The chicken-fried steak dinner didn’t concern itself with presentation, either: just a breaded, medium-size patty covered with pepper-flecked white gravy accompanied by long, square-edged, straight-from-the-fryer fries and two slices of grilled toast. But the pounded-thin beef was juicy and not the least bit stringy, the tender breading held to the meat, and the whole thing could be cut with a plastic fork. The hot, smooth cream gravy easily beat out ketchup as a condiment for the thick fries.

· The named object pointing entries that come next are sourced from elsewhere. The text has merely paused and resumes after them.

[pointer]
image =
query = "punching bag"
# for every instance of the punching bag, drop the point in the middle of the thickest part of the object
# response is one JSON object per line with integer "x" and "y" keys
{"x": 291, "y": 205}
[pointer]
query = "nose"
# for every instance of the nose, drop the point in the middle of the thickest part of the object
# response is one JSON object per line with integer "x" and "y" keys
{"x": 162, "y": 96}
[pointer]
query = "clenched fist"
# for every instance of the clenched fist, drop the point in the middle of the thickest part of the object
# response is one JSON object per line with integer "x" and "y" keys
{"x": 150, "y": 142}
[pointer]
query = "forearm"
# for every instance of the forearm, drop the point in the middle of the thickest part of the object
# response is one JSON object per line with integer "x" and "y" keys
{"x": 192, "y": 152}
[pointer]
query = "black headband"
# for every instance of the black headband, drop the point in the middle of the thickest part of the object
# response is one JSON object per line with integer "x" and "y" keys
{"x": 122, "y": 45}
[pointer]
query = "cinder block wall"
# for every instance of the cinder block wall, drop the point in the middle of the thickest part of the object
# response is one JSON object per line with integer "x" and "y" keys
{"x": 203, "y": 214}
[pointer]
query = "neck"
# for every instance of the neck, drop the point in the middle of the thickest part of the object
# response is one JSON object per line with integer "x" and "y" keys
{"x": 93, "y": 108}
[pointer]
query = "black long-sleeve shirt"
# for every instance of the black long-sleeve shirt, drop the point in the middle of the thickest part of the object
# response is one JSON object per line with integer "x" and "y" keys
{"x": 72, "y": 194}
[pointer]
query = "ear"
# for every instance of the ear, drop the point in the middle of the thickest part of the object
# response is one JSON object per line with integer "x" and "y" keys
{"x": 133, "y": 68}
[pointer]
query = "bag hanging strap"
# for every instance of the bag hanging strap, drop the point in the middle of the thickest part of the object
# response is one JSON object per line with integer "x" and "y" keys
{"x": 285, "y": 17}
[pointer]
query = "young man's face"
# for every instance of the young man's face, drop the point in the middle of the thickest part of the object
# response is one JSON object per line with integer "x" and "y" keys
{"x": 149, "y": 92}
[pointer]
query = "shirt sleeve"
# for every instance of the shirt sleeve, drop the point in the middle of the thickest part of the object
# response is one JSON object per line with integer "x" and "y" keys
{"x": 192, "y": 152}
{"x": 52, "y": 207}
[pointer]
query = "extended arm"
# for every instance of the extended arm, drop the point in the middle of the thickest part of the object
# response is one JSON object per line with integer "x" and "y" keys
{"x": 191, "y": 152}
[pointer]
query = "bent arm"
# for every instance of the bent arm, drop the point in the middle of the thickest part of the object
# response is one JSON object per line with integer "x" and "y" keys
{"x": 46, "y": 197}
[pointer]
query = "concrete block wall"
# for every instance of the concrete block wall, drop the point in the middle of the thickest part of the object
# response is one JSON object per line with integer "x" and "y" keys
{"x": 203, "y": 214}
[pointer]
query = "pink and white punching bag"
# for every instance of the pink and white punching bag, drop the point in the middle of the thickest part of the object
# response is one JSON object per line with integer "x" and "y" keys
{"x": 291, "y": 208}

Paul’s also serves a highly recommended gyro platter, and this too was expertly flavorful despite the simple ingredients. The curled strips of gyro meat — lamb and beef ground together — were singed along the edges but dotted with beads of hot grease that promised and delivered tenderness. The tzatziki sauce (yogurt-cucumber-garlic dip) was as thick as margarine, savory, and appeared to be homemade. The accompanying Greek salad had iceberg and romaine shreds, red onion slices, slender pitted black olives, thick peeled cucumber wedges, and crumbles of soft feta in a light olive oil-and-vinegar dressing. Again, there was nothing revolutionary or even sexy about the platter. The kitchen staff was just supremely confident in its ability to wow us despite the familiarity-of-the-food factor. That’s the vibe of Paul’s Donuts, Subs & Gyros in a nutshell.
Paul’s Donuts, Subs & Gyros
1324 Hemphill St, FW. 817-926-5500.
6am-3pm Mon-Fri, 6am-2pm Sat, 7-11:30am Sun. All major credit cards accepted.